Sanremo 2014. Frankie Hi‑nrg: «L'hip hop è vivo, con o senza di me»

Frankie Hi-nrg
© frankiehinrg.tv

Magazine - Il caso di Frankie Hi-nrg rientra a pieno titolo nei misteri del Festival di Sanremo. Il rapper torinese è ultimo nella classifica provvisoria, quinto nell'airplay radiofonico, mentre un collega appena diciannovenne – Rocco Hunt – s'impone con il 75% delle preferenze del pubblico da casa portandosi a casa il premio per le nuove proposte.
«Si vede che il mio pubblico non ama televotare», scherza con filosofia Francesco, come ci tiene a presentarsi mentre ci stringiamo la mano.

L'hip hop s'impone a Sanremo con Rocco Hunt. Il rap italiano allora è vivo.
«Senza dubbio. Ed è in uno stato di salute perfetto anche se di me. Lo è stato e lo sarà ancora, anche perché io sono un eretico del hip hop».

Di Rocco Hunt che dici?
«Che spingerebbe al televoto anche chi non ha un telefono (ride). Ha un candore espressivo davvero cristallino, che è tale per cui anche se non ti piace la canzone non può non piacerti Rocco».

Ieri con Fiorella Mannoia, su Boogie hai dato prova di essere un buon ballerino...
«Grazie, ma con Fiorella è possibile tutto, anche ballare. Sai, muovermi sulla musica mi è sempre piaciuto e l'ho sempre fatto a ogni concerto. Per il pezzo di Conte abbiamo provato un minimo di coreografia, anche se alla fine ci siamo dimenticati tutto. Contento che però il ballo sia venuto bene».

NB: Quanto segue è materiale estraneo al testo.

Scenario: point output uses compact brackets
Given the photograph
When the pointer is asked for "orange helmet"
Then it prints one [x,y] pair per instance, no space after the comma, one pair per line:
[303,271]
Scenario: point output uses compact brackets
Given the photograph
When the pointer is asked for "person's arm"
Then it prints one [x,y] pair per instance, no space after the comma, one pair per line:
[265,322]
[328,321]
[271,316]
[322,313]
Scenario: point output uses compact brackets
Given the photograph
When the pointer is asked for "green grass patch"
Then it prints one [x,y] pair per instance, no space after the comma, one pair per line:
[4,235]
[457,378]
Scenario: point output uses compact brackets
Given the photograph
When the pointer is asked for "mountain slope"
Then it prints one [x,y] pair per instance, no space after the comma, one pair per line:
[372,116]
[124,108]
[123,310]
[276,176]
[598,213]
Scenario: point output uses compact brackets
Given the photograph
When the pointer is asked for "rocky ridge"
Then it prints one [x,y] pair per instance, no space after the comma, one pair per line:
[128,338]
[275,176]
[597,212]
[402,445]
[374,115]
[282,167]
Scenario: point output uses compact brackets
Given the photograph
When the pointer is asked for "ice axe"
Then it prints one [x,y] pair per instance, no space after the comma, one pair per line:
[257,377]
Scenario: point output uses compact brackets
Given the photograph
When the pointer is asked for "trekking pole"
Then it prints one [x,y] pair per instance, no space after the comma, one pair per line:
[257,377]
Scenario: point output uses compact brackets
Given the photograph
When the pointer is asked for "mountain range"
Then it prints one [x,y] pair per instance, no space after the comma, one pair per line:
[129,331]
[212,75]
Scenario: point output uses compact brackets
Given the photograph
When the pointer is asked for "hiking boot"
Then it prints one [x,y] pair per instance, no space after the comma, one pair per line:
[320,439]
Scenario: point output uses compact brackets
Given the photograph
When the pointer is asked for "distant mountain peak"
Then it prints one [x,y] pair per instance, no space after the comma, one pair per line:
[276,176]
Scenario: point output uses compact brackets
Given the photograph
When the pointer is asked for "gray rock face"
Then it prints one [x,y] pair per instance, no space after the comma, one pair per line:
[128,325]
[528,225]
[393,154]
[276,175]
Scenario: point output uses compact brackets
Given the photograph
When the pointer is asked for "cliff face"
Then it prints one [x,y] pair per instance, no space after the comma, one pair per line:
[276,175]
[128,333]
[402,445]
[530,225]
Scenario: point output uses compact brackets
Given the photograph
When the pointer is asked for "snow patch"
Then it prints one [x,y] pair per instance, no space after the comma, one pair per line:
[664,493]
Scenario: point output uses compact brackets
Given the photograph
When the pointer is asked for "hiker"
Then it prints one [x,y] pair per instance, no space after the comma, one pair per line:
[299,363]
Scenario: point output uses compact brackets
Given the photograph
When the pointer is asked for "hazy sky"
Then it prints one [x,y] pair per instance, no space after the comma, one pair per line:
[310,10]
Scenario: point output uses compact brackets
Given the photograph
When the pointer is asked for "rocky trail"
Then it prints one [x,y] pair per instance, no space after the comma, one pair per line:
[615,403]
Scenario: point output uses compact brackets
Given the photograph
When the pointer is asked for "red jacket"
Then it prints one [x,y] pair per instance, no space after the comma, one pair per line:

Nei giorni scorsi hai parlato del tuo nuovo album, Essere umani, spiegando che con la maturità sei diventato «compassionevole». Una parola senza dubbio inusuale per te. Cosa significa?
«È un concetto a cui tengo molto. Compassionevole non perché provo compassione nel senso religioso del termine, ma nel senso etimologico della parola: cum patere, provare con. Ovvero, non mettersi in una posizione superiore rispetto a chi la riceve, ma porsi sullo stesso piano, per condividerne le passioni, i problemi, l'intimità. Piuttosto che puntare l'indice, sono io che mi chiedo: quanto c'è di me in quello che critico negli altri?».

Il prossimo 26 febbraio dai l'inizio dalla Feltrinelli Piemonte di Milano al tuo tour InStore. Da torinese, come vivi la metropoli del Nord?
«Sai, io sono un torinese atipico: sono figlio di genitori siciliani, ho vissuto un po' dappertutto in Italia e mi piace definirmi Un italiano comunque. Poi certo, ogni città che s'incontra è meravigliosamente diversa, nella storia, nella cultura e inevitabilmente nel pubblico. Torino, ad esempio, ha un pubblico molto educato, colto, ha un'attitudine diversa nei confronti delle arti. Milano invece è una città ibrida, fatta di tante cose: una macedonia dove c'è dentro la fetta d'ananas come il chicco d'uva. Ognuno può prenderne ciò che vuole».